BEIJING -(Dow Jones)- China on Sunday issued rules regulating financing vehicles associated with local governments, indicating that it will shut financing companies or strip them of their financing operations if they are mainly dependent on fiscal funds for debt repayment in a public project.
The rules disclosed by the State Council are part of the government's effort to clean up local government financing vehicles, which have been responsible for the surge in local-government debt as a side effect of China's crisis-driven lending binge last year.
Many local governments have set up special investment vehicles that borrowed from banks to fund infrastructure projects, capitalizing these vehicles with the governments' land assets and providing guarantees for them. But concerns has been on the rise by the central government about the risk of loan defaults in the sector. Local governments in China cannot issue debt themselves, making it risky for them to guarantee loans if they face revenue shortfalls.
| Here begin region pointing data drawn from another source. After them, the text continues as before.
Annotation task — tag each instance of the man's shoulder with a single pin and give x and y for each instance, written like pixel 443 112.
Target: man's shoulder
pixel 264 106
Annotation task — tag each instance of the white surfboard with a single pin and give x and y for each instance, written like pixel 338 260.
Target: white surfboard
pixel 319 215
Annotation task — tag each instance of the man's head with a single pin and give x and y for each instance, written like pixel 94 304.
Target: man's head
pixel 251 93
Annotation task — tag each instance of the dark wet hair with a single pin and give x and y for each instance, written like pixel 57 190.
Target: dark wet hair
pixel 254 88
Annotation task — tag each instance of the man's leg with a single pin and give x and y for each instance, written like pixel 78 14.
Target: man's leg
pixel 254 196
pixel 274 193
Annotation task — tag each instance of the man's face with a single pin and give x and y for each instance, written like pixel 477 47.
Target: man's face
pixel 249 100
In a notice issued on the website of the central government, the rules say local governments must make a "comprehensive clean up of financing platform companies" and place them under three classifications.
It said financing platform companies undertaking public projects that rely primarily on fiscal funds to repay debt must stop such operations. It said local governments must place financing for such projects in their budgets or find ways to raise the funds through market-oriented means like bringing in private capital.
The rules said financing platform companies undertaking public projects that can rely on their own income to repay debt and financing companies that take on non-public projects must fall in line with laws that govern companies, including meeting requirements on company capital, governance and commercial operations.
Banks are not allowed to lend to financing platform companies that do not have a steady source of capital flow for repaying loans, the rules said.